You usually need to fill out specific paperwork so the instructor and the records office know you want to survey a class. Schools with online registration, such as the University of Minnesota, may have options allowing you to indicate you want to audit when you enroll simply by selecting from a drop-down menu. Others, such as Colorado State University, require students to fill out an audit form and submit it before the add-or-drop deadline. Check your school's requirements carefully before enrolling. At Monroe Community College in New York, for instance, students cannot change regular enrollment status to audit status after signing up for credit and must complete a different process to audit.

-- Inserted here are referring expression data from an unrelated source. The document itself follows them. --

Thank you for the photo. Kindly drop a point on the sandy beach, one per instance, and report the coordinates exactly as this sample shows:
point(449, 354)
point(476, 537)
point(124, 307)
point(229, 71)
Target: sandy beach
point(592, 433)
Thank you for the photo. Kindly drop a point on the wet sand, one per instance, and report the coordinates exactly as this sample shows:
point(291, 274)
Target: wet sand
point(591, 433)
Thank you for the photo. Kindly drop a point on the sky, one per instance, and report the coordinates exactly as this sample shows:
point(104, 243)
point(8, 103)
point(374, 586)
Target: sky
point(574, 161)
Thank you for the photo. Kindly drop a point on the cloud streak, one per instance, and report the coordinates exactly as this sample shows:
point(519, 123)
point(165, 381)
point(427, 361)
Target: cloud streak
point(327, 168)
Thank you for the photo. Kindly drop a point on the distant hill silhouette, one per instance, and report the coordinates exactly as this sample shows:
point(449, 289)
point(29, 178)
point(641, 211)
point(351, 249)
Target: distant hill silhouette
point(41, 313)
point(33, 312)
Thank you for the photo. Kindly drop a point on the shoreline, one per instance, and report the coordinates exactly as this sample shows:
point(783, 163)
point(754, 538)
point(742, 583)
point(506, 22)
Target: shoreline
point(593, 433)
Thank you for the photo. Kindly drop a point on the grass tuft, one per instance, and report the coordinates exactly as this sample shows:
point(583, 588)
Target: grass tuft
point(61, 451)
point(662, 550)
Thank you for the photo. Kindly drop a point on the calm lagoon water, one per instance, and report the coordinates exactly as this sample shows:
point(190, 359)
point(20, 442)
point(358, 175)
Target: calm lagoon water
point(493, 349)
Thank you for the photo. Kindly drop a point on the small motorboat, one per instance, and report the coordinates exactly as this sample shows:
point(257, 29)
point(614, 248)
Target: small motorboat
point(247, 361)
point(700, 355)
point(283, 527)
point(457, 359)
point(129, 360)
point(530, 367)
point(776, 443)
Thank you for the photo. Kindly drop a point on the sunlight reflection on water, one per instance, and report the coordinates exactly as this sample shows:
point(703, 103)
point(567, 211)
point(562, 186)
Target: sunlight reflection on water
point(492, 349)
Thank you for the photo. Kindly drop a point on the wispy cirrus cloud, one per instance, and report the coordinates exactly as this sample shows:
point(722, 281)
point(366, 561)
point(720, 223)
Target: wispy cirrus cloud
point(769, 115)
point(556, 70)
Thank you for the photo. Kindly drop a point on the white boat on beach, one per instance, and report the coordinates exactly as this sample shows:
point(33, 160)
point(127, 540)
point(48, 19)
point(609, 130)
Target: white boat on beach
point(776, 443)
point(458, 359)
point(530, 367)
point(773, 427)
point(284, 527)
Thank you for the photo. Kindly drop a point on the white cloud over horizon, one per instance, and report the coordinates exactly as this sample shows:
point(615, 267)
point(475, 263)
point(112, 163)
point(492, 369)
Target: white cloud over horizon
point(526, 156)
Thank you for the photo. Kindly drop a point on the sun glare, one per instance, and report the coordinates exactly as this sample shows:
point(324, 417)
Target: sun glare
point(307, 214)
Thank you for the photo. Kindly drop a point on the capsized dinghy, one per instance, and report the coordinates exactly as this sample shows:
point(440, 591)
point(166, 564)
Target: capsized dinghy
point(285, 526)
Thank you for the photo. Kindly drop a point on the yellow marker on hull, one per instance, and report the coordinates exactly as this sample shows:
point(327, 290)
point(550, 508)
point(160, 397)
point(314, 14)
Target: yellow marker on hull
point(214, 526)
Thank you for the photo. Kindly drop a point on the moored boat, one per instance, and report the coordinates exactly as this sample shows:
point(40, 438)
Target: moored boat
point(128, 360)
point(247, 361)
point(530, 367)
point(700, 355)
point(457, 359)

You will likely have to pay for a class you audit just as you would for one you take for credit. Schools typically charge tuition and fees on the same per-credit basis as they do for courses you take for credit. Some schools, such as the University of North Texas in Denton, offer special deals for older students. There, students at least 65 years old may audit courses without paying any tuition or fees if seats are available. The University of Florida in Gainesville offers similar waivers for Florida residents ages 60 or older, and Monroe Community College in New York also waives tuition for seniors.
Complete the Course
Students surveying a course sit in on lectures and may take part in class conversations and activities, but they do not generally take tests or turn in assignments. A course you audited will typically appear on your transcript but it won't have a grade. Instead, you will see a designation for the audit, such as University of Minnesota's "V" indicating "visitor" or "AU" from Colorado State University. Students auditing a course to obtain continuing education units, such as courses needed for teachers, health-care professionals and certified public accountants, should carefully evaluate the school's policy regarding CEUs. For example, at University of Florida, the course instructor determines if an auditing student receives CEUs, which do not appear on the school transcript.